Settler: Obama ‘First-Rate Racist’, Palestinian Suffering Analogy ‘Not Far From Holocaust Denial’

West Bank settler Beni Katzover, a former chairman of the Yesha Settlement Council, writes in “First-Rate Racist” on page 4 of Ma’ariv : “The US President did a good thing when he drew a comparison between the Jews’ suffering in World War II and the suffering of the Palestinians ‘in pursuit of a homeland,’ as he put it. Such a blatant distortion of history is not far from Holocaust denial. Making an analogy between the Jewish Holocaust and the Palestinians’ suffering is like comparing the victim with the murderer who failed to complete his mission.”

“Obama reiterated his desire for the establishment of two states for two nations in an apparent show of balance and equality between Jews and Arabs. Yet Obama ‘forgot’ that more than 1 million Arabs live in Israel, enjoying democratic rights that they cannot find anywhere among their brethren in the Arab countries.
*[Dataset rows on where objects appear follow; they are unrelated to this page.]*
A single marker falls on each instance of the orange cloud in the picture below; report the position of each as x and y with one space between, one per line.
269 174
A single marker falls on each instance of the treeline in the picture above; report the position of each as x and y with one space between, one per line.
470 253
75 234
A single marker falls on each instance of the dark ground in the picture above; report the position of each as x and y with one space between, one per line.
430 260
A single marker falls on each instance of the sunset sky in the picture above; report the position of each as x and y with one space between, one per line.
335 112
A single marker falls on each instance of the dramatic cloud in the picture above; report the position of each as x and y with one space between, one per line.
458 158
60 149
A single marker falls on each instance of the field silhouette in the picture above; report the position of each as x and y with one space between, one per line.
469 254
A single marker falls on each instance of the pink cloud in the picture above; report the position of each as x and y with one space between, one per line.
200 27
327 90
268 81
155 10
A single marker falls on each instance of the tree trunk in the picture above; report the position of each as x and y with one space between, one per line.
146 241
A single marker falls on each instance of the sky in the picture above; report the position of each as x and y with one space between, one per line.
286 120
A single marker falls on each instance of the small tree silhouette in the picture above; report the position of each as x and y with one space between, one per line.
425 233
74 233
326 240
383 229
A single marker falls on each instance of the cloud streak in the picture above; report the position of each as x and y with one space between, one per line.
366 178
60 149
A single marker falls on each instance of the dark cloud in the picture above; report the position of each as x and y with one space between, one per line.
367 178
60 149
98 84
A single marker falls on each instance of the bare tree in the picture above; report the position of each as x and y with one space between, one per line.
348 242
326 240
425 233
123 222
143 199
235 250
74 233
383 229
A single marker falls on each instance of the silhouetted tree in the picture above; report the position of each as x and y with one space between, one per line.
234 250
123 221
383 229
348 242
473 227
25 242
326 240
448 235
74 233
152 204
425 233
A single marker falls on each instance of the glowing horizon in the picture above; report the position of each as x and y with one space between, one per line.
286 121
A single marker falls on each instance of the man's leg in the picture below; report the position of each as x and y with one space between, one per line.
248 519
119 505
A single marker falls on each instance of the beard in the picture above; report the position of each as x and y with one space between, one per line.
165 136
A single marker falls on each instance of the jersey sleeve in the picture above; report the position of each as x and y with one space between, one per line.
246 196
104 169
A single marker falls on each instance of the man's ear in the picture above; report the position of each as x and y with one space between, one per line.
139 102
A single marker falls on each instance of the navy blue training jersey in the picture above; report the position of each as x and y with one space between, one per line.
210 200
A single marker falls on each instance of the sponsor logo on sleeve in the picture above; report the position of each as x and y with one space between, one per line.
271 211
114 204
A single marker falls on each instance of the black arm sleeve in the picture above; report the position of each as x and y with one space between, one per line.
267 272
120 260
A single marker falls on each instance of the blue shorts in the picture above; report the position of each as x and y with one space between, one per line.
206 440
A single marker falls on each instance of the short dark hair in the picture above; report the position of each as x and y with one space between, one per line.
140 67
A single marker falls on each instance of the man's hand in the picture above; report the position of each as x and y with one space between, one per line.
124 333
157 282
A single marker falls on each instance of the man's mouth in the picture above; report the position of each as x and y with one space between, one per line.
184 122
No one stands in their way when they build, even illegally, tens of thousands of homes, but we the Jews in Samaria are not allowed to live there, cannot build, and are prohibited from purchasing land. Obama, who is supposed to be sensitive to racism, himself turns into a first-rate racist. However, I believe it is ultimately all for the best: Such far-reaching falsehoods and such brutal, unbalanced pressure, will force us to go back to basics, to go back to our Jewishness and to our backbone, which have sustained us throughout the generations.”

Obama Rewrote History of Middle East, Singled Out Settlements as Obstacle to Peace

Yo’az Hendel, a researcher at Tel Aviv University’s Institute for National Security Studies, writes in “Only the Settlers Stand in His Way” on page 8 of Yedi’ot Aharonot : “Obama’s speech in Cairo yesterday is an attempt to sell the Middle East dreams for a pot of lentils. Obama is preaching to the converted, appeasing the most appeased Arabs — those who get huge financial aid from him every year — while presenting unrealistic demands from the only country in the region that has completely identified with him without playing any honor games. The new liberal US President has no intention of telling others how to live their lives. Every country, he claimed, has the right to implement its kind of ‘democracy’ as it sees fit — every country but one.

“He had no words of condemnation for the horror regime in Saudi Arabia under the leadership of his friend, the enlightened King Abdallah; the torture installations in Egypt; the attitude toward Christians and women; the poverty, tyranny, and illiteracy in most of the countries in the Arab world. He talked about all these in a far-away language as though this applied to a distant planet that is unrelated to the goal of his journey. He produced a silver platter with a recommended US ideal that everyone is welcome to taste from — and, if they don’t want to, they may very well pursue their sacred tradition, whatever it may be. There was only one wrongdoing which the latter-day US prophet lamented, one phenomenon that he was not prepared to gloss over and move on the day’s other affairs — the settlements.

“With the help of some talented advisers, the history of the unattainable Middle East peace has been rewritten. Gone are the internal struggles between the Sunnis and the Shiites as the focus of the fire and blaze; gone is the Arab nations’ contempt for the Palestinians and their refugees, who roam all around the Middle East; and, to the chagrin of the Oslo people, likewise gone are even the generous Israeli proposals and the bursts of violence that came in their wake.

“What remains as an obstacle to peace, according to Obama, is only that minuscule thing on the hills of Samaria. The settlers, whose vast majority is busy building houses, planting trees, and raising children (conceived, apparently, as part of natural growth). They are the ones who are responsible for the Israeli-Arab conflict. It is opposite them that a real liberal President must remain unwavering. Had we not witnessed the consequences of the dismantling of the settlements in the Gaza Strip, somebody in Israel might have thought that this is true.”